Presenting these cantatas has been one of the MBM’s long-term commitments, and it has logically given them not in secular concert settings but in current church facilities. This latest program was thus presented in the welcoming setting of Grace Episcopal Church (below) on the Saturday evening and Sunday afternoon. (I attended the latter.)
Artistic director Trevor Stephenson rightly addressed his selections with the kind of intimate forces Bach so often used, with only one singer and player per part.
Thus, the vocal quartet of soprano Emily Birsan, countertenor Joseph Schlesinger, tenor Daniel O’Dea, and bass David Govertsen were partnered by oboist Luke Conklin, violinists Kangwon Kim and Alicia Yang, violist Marika Fischer Hoyt, and cellist Anton TenWolde, with Stephenson on harpsichord, all using period performing techniques.

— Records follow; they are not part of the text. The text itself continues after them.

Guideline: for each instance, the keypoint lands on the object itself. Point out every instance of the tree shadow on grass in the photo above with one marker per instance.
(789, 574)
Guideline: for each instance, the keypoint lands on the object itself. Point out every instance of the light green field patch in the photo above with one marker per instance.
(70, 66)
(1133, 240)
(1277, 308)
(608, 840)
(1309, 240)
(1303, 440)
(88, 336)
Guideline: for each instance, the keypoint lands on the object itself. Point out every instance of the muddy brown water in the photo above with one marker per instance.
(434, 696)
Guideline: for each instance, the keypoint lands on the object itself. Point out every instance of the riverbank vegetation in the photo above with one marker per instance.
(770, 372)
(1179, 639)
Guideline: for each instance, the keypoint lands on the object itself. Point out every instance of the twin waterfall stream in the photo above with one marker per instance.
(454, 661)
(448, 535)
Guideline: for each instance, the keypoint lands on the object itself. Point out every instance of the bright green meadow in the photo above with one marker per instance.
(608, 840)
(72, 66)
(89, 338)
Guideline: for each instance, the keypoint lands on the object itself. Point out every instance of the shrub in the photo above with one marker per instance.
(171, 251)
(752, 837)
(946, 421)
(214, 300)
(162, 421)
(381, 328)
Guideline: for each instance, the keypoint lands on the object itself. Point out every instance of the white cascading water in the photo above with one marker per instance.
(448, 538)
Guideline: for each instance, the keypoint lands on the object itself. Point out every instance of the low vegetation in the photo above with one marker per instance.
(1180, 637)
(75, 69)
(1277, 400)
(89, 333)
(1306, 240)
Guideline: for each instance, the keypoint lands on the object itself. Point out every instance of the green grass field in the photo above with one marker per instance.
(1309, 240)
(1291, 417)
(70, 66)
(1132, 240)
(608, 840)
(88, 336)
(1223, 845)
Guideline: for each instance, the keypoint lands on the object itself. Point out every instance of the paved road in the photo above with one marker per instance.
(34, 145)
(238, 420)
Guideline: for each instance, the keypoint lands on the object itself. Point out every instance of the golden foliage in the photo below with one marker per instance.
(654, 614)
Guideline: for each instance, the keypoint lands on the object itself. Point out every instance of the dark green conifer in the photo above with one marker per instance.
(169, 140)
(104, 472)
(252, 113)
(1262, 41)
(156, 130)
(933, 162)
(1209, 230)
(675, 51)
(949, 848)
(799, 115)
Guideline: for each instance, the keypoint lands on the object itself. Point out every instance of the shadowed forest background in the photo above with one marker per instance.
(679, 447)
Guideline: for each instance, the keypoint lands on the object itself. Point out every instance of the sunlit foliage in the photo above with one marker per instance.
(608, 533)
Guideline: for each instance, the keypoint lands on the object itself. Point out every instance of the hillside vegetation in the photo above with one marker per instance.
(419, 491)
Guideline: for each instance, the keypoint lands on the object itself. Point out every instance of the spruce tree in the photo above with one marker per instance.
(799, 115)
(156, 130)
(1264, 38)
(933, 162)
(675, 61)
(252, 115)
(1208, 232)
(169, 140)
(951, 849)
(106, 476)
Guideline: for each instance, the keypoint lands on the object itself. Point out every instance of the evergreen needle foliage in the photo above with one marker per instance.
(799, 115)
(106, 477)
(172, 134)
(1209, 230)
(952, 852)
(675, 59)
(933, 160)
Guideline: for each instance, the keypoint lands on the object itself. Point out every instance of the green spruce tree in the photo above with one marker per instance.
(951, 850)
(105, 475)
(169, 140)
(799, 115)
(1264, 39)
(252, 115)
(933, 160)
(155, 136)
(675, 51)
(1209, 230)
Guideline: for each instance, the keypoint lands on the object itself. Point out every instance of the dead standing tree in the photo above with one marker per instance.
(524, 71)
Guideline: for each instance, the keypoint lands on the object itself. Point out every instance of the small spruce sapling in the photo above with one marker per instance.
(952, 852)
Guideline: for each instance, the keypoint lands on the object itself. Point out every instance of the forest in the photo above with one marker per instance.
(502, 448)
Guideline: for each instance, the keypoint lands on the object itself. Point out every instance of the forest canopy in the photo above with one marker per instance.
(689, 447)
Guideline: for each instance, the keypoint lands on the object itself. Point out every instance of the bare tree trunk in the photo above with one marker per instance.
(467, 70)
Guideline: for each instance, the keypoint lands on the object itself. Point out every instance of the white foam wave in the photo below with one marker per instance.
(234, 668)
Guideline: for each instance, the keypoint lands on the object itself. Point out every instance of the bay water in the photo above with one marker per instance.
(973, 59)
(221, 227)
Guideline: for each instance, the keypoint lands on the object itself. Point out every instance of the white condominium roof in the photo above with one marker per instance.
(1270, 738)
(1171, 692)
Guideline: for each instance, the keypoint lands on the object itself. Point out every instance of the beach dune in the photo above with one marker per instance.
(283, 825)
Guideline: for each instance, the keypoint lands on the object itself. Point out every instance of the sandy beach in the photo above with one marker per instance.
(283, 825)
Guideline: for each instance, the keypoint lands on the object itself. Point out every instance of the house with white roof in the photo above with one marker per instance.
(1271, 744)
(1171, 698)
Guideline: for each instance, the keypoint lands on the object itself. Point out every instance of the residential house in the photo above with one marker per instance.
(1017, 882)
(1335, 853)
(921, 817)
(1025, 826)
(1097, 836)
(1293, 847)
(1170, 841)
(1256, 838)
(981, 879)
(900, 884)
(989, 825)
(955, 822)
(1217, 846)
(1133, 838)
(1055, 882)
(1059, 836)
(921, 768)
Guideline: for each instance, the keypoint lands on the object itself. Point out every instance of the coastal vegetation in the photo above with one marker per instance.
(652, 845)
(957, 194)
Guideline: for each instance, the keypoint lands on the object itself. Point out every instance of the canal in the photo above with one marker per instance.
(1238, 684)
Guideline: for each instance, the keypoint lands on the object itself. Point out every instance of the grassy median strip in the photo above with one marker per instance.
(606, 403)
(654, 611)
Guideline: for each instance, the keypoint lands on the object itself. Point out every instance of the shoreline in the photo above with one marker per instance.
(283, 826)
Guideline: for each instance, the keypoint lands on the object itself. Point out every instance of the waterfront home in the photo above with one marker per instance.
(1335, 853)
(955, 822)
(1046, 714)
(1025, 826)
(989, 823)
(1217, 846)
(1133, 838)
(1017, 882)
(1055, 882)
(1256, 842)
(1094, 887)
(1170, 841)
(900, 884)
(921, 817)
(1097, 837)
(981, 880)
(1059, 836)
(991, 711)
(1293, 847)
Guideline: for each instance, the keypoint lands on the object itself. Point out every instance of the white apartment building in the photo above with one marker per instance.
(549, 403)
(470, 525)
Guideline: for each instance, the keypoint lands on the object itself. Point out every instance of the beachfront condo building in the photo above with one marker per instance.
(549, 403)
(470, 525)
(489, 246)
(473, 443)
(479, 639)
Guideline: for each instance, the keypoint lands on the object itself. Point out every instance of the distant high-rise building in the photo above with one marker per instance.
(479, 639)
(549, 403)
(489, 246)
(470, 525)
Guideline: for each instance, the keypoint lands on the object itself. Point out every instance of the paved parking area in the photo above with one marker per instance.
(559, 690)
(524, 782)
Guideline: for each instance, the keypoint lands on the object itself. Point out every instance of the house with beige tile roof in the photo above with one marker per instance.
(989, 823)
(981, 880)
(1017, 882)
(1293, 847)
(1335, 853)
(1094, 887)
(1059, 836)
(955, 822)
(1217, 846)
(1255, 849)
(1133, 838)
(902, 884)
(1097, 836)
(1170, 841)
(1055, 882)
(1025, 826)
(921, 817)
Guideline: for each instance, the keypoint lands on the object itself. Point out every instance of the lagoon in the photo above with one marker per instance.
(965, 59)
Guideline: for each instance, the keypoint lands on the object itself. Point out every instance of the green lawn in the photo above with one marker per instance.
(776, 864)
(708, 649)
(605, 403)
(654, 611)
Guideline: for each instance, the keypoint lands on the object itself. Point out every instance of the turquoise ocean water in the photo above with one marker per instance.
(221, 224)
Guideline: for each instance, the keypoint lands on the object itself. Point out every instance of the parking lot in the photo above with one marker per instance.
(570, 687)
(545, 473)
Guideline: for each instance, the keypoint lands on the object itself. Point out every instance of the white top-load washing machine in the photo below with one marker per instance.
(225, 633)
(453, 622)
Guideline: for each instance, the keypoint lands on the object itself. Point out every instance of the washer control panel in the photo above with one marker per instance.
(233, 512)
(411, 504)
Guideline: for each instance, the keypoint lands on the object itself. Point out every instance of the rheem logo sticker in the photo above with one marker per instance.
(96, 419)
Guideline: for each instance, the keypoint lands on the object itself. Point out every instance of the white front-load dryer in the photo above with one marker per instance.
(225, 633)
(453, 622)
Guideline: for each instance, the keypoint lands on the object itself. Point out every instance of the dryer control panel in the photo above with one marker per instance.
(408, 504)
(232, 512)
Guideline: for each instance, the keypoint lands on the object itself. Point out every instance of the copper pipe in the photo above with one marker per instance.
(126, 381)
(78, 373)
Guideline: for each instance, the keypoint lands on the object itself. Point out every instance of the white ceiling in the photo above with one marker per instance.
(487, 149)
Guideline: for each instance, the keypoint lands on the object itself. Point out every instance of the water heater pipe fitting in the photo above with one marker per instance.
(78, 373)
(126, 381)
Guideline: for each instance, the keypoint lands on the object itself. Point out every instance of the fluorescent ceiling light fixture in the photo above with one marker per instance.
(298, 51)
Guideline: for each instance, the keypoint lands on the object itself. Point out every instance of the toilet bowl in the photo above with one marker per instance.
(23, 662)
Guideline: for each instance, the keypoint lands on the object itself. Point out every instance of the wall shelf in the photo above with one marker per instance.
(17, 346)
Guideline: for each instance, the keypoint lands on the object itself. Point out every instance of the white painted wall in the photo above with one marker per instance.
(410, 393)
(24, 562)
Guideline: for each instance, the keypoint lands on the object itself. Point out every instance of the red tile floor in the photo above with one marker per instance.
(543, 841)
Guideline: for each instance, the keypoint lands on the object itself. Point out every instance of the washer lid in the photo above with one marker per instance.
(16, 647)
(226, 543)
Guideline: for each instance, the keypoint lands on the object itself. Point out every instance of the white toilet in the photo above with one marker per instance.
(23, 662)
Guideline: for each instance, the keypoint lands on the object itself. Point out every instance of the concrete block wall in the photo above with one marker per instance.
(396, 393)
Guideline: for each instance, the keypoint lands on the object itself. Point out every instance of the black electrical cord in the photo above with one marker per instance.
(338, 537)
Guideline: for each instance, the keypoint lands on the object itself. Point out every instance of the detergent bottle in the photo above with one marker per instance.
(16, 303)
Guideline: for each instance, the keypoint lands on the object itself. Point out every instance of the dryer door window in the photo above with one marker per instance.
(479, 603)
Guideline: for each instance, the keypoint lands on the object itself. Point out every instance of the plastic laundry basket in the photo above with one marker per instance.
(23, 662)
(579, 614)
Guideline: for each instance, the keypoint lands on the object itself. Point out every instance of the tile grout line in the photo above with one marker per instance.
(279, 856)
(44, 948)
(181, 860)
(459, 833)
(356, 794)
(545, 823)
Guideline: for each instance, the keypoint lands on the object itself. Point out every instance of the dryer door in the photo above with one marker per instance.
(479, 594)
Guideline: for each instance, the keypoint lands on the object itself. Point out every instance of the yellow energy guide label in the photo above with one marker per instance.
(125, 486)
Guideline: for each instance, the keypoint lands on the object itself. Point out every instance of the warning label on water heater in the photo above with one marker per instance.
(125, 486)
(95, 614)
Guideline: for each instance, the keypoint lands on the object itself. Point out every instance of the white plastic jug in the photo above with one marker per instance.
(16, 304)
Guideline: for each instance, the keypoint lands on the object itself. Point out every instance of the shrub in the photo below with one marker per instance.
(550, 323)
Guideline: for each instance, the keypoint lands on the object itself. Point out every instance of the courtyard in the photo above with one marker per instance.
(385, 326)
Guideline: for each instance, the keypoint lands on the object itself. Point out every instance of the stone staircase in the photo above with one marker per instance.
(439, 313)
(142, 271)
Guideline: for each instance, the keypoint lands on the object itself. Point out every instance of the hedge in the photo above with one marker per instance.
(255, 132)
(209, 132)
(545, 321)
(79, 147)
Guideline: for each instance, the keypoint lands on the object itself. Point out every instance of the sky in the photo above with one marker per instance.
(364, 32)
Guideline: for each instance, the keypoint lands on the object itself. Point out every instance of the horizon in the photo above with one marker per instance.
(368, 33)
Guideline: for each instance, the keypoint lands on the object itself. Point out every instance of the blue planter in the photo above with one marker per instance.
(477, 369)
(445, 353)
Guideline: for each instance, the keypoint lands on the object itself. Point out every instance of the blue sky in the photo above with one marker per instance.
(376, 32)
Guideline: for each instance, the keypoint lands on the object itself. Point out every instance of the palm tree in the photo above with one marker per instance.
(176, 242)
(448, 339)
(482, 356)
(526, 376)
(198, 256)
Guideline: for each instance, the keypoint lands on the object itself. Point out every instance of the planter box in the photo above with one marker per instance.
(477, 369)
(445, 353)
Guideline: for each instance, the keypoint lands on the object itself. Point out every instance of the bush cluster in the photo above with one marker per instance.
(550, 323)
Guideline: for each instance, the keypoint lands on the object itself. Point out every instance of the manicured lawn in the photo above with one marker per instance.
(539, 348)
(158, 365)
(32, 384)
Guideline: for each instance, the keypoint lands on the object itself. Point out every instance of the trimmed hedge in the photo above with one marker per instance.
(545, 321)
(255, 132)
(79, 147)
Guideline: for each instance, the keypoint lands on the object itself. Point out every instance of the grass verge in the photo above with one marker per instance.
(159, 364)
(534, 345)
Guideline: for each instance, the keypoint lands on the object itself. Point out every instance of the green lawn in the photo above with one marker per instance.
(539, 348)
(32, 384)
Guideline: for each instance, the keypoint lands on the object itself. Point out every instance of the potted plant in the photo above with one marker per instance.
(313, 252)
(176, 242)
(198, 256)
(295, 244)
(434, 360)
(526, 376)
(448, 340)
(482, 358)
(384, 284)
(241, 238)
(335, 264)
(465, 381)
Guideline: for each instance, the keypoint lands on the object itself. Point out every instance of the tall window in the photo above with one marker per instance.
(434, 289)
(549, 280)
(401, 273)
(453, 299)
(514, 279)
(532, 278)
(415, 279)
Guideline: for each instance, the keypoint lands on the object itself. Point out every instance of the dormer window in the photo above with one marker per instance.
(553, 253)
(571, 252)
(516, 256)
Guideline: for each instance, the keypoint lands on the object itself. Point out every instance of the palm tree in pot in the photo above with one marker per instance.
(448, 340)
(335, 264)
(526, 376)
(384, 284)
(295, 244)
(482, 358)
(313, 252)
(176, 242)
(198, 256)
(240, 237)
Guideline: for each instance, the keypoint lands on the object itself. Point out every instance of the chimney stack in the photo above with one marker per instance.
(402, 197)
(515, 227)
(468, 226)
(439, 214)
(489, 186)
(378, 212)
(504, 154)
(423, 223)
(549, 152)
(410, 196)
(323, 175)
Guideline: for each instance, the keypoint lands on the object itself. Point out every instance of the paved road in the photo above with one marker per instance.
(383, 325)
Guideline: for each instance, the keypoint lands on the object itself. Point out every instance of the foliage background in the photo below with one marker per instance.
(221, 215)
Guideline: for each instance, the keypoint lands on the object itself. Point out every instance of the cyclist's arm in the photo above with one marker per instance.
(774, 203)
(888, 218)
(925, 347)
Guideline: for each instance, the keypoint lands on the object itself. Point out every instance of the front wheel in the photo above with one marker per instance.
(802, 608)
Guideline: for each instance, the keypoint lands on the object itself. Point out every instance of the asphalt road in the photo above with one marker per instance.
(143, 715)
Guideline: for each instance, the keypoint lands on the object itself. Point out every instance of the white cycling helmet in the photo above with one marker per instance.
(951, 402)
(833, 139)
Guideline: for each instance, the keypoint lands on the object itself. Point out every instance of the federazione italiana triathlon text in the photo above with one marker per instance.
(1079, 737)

Two full cantatas were presented: BWV 32, “Liebster Jesu, mein Verlangen” (a dialogue between the devout soul and Jesus), and BWV 22, “Jesus nahm zu sich die Zwölfe” (Jesus Takes On The Twelve Disciples) intended for the Sunday before Lent and composed as Bach’s “demo” in his job application for Leipzig. Both scores include lovely obbligato work for oboe, played with stylish sensitivity by Conklin (below).
Each of the four singers (below) was satisfying and able, though Birson’s clear and powerful voice rang out with special glory, while Govertsen delivered truly commanding bass sonority. (Below, from left, are soprano Emily Birsan, countertenor Joseph Schlesinger, tenor Daniel O’De, and bass David Govertsen.)
It was not the cantata form, but a less-familiar category of Bach’s sacred writing that was represented in closing, via one of his six surviving “motets.” These were composed often for funerals or civic occasions, and feature no explicit solo sections but call rather for vocal ensemble throughout.
Such works are too easily reckoned today as “choral” pieces, but performance by simple vocal consort is at least equally plausible. Stephenson offered the best case I have encountered for the one-per-part approach, at least in “Lobet den Herrn, alle Heiden.” This is not only the shortest of the lot, but the only one for which a full continuo part is written out. The vocal writing, too, is highly soloistic within the ensemble structure, so that this “chamber” approach was brilliantly convincing.
As a kind of pre-encore, Kim and Yang (right and left, respectively, below) opened the second half by playing a brief, three-movement duo-sonata by French composer Jean-Marie Leclair.
This is “cutting edge” Baroque performance work by any standards anywhere, and Madison is among few cities blessed in having a group like Stephenson’s MBM to represent it.